Life might have been quite different for St. Mary’s coach Buddy Meyer had the Air Force not stationed him at Kirknewton, Scotland, in 1958.




“Maybe I’d be doing something in sales or something like that,” said Meyer, who gets his first crack at earning career victory No. 500 when the Rattlers (11-6 overall, 3-0 in the Heartland Conference) take on Oklahoma Panhandle State (1-2, 1-13) at 7:30 tonight at Greehey Arena.

Fortunately for St. Mary’s, Meyer started thinking about a career as a basketball coach during the six months he spent at Kirknewton playing for a base team coached by Staff Sgt. Tony Trovato.

“He had some definite influence on me,” Meyer said of Trovato. “He was a very competitive guy and he knew what he was talking about. He had good knowledge of the game.”

And Trovato also had a demanding coaching style that Meyer continues to emulate to this day.

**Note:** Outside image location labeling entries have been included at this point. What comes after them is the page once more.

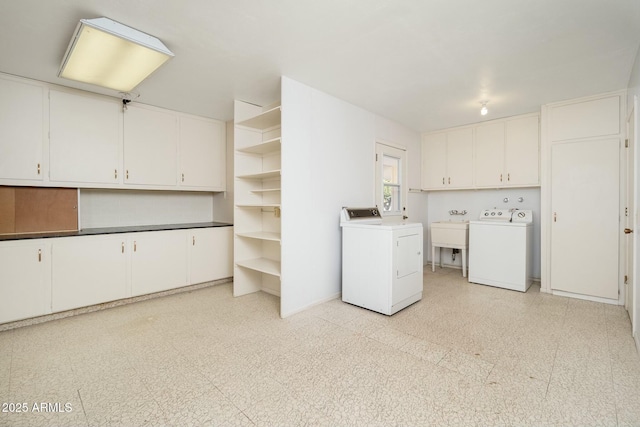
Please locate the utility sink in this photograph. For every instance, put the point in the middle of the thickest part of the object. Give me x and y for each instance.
(450, 234)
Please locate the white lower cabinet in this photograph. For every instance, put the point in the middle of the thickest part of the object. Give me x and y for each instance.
(41, 276)
(24, 279)
(210, 254)
(158, 261)
(88, 270)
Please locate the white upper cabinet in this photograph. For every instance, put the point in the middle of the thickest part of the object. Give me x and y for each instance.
(85, 138)
(447, 159)
(522, 151)
(489, 159)
(202, 153)
(499, 153)
(460, 158)
(434, 166)
(22, 130)
(150, 146)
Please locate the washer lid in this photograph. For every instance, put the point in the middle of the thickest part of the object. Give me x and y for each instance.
(361, 216)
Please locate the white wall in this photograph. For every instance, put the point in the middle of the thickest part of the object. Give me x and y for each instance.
(223, 202)
(328, 149)
(473, 201)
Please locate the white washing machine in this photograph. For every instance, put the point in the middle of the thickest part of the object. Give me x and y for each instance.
(381, 262)
(500, 249)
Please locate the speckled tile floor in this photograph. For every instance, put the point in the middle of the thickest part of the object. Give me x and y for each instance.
(466, 355)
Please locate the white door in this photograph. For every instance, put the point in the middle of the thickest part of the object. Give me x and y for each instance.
(629, 217)
(158, 261)
(391, 181)
(150, 146)
(85, 138)
(460, 158)
(88, 270)
(202, 153)
(21, 130)
(522, 151)
(585, 217)
(434, 161)
(635, 215)
(23, 290)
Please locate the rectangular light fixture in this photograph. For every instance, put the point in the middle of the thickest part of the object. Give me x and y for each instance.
(108, 54)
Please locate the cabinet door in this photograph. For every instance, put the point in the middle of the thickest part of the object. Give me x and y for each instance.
(522, 163)
(211, 254)
(84, 139)
(489, 159)
(202, 153)
(24, 287)
(21, 130)
(88, 270)
(158, 261)
(150, 146)
(434, 161)
(460, 158)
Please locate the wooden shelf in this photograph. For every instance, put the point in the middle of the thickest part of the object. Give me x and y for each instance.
(263, 265)
(266, 120)
(261, 235)
(264, 147)
(258, 205)
(266, 190)
(261, 175)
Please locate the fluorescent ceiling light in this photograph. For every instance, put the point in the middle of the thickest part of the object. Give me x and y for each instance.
(108, 54)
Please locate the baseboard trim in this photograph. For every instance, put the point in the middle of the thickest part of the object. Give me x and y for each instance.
(106, 305)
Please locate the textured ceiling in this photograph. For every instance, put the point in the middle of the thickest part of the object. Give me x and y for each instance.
(424, 63)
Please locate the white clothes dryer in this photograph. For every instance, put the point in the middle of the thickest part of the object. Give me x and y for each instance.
(500, 249)
(381, 262)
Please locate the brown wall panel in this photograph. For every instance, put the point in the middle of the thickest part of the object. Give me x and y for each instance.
(7, 210)
(45, 209)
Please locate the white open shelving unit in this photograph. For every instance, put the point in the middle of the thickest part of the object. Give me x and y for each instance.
(257, 160)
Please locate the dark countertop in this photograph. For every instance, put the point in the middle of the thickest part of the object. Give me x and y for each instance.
(112, 230)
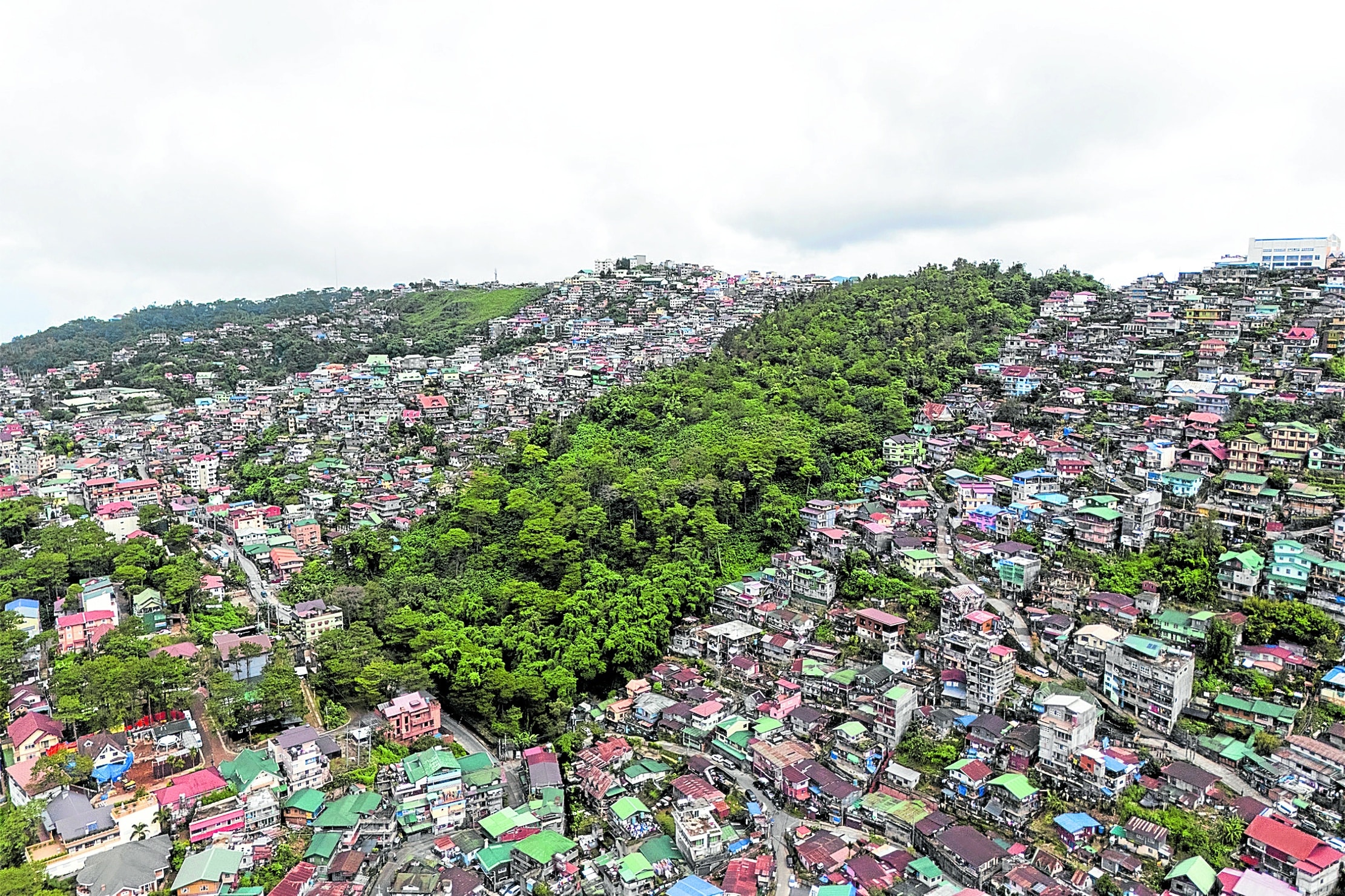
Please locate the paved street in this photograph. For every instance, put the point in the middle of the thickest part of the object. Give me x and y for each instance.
(420, 846)
(473, 743)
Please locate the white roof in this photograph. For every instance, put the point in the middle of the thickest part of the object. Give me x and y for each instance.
(734, 629)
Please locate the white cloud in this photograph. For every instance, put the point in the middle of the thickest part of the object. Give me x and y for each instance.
(208, 151)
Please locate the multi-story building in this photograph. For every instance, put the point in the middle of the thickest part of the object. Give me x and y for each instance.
(1291, 443)
(1327, 459)
(410, 716)
(314, 617)
(1098, 525)
(699, 834)
(1149, 679)
(1293, 252)
(956, 602)
(820, 514)
(303, 757)
(202, 472)
(892, 714)
(1019, 574)
(811, 586)
(986, 665)
(483, 786)
(1067, 724)
(1088, 650)
(901, 450)
(30, 464)
(1247, 453)
(1138, 516)
(431, 797)
(1293, 856)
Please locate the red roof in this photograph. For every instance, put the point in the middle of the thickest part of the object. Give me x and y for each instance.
(977, 770)
(191, 785)
(1292, 842)
(25, 726)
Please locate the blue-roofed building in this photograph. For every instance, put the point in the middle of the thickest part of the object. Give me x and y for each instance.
(30, 624)
(984, 517)
(1077, 828)
(1333, 685)
(694, 886)
(1027, 484)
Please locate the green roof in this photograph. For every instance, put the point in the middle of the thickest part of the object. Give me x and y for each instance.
(835, 890)
(766, 724)
(493, 857)
(924, 867)
(627, 806)
(545, 845)
(475, 760)
(347, 811)
(209, 866)
(506, 820)
(896, 692)
(245, 767)
(635, 867)
(1015, 783)
(427, 764)
(1257, 707)
(1102, 514)
(323, 845)
(1249, 559)
(646, 767)
(1197, 871)
(661, 849)
(1146, 647)
(307, 800)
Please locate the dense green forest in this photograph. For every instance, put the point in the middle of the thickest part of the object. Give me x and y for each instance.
(92, 339)
(564, 570)
(440, 320)
(436, 321)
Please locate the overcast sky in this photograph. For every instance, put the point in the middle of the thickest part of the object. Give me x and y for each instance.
(208, 151)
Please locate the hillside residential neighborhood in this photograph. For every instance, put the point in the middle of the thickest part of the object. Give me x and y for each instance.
(1047, 696)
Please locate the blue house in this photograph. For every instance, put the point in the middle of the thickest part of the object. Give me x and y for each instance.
(1077, 828)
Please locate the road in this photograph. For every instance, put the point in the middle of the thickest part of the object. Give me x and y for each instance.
(465, 736)
(944, 551)
(419, 846)
(1157, 739)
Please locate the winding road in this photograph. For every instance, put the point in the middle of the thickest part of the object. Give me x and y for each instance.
(1146, 735)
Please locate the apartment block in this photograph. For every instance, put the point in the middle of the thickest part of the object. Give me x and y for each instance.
(1149, 679)
(985, 665)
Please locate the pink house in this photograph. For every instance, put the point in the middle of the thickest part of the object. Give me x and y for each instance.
(410, 716)
(180, 797)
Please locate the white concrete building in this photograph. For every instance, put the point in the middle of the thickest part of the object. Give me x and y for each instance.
(1293, 252)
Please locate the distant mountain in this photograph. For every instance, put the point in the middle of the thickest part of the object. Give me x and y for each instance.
(268, 338)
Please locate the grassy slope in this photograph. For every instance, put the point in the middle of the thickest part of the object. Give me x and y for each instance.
(469, 307)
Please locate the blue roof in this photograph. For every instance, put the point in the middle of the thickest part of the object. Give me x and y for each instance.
(1076, 821)
(694, 886)
(1113, 764)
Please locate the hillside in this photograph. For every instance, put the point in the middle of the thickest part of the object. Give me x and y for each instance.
(303, 330)
(565, 570)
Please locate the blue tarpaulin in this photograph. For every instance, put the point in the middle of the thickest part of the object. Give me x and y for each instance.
(104, 774)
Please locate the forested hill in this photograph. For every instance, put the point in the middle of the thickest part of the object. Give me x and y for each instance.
(92, 339)
(330, 325)
(565, 570)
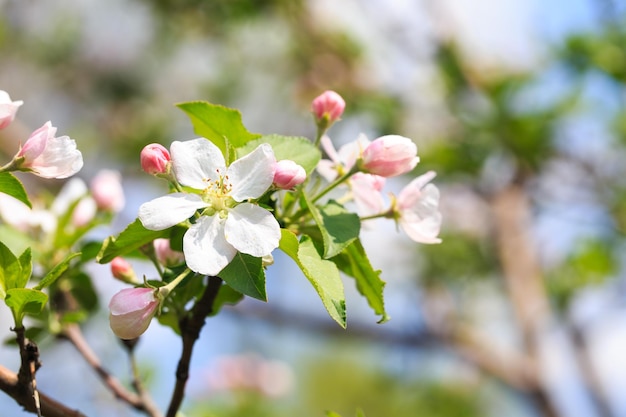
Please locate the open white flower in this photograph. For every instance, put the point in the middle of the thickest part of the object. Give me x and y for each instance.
(228, 222)
(417, 209)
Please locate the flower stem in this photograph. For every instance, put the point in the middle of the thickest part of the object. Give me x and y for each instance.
(165, 290)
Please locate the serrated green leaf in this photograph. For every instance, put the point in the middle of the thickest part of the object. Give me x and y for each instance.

“Tony was a pretty good disciplinarian,” Meyer, 64, said of his fellow West Virginian. “He didn’t put up with any crap.”

Said Trovato, 75, via phone from his home in Tennessee: “He’s right. I sure didn’t and I still don’t. When I coached, it was, ‘Do it my way or hit the damn highway.'”

It’s a philosophy shared by Meyer, who has made discipline the cornerstone of a program that has produced 12 seasons of 20 or more victories, 14 conference titles and a 61-58 victory over East Central Oklahoma in the 1989 NAIA championship game.

“If guys aren’t going to listen, you have to be willing to straighten them up or get them out,” said Meyer, who is in his 26th season as the Rattlers’ coach and has a 499-241 record. “The ones that aren’t going to do what you want them to do, you have to get them out of your program.

“There is no question that a structured environment is good, otherwise you are going to have chaos. If you can’t make your guys do certain things, you are going to have problems. It doesn’t matter whether it’s high school, college or the pros. Discipline is necessary if you are going to teach.”

Meyer enrolled at St. Mary’s in 1961 after he left the Air Force and was recruited by then-Rattlers coach Mel Barborak, who saw him play in an Air Force game in San Antonio. As a point guard, Meyer became the first Rattlers player to earn all-conference honors four straight years.

After graduating from St. Mary’s, Meyer served as Antonian’s head coach from 1965 through 1968 and was a St. Mary’s assistant from 1968 until he became head coach in 1978.

Meyer doesn’t yell as loud or nearly as often as he once did. But make no mistake, his authority is never questioned.

“He picks his places a little bit more, but he can still get on the players pretty good,” said Jim Zeleznak, Meyer’s longtime assistant.

“He wants the image of the program to be a certain way,” Zeleznak said. “He doesn’t care how anybody else does it. You either conform to his way or you go someplace else.

“That’s how it’s been since Day 1 and that’s how it still is.”

The players understand that, senior point guard Ky O’Dell said.

“When he says something, that’s what goes,” O’Dell said. “There is no doubt as to who is running the ship.”

O’Dell said the players also respect Meyer because he treats everyone on the team the same.

“He doesn’t shy away from getting into any player’s face,” O’Dell said. “It doesn’t matter who it is or what the circumstance is. I’ve seen him get on managers, assistants and players. He gains your respect very quickly and he maintains it.”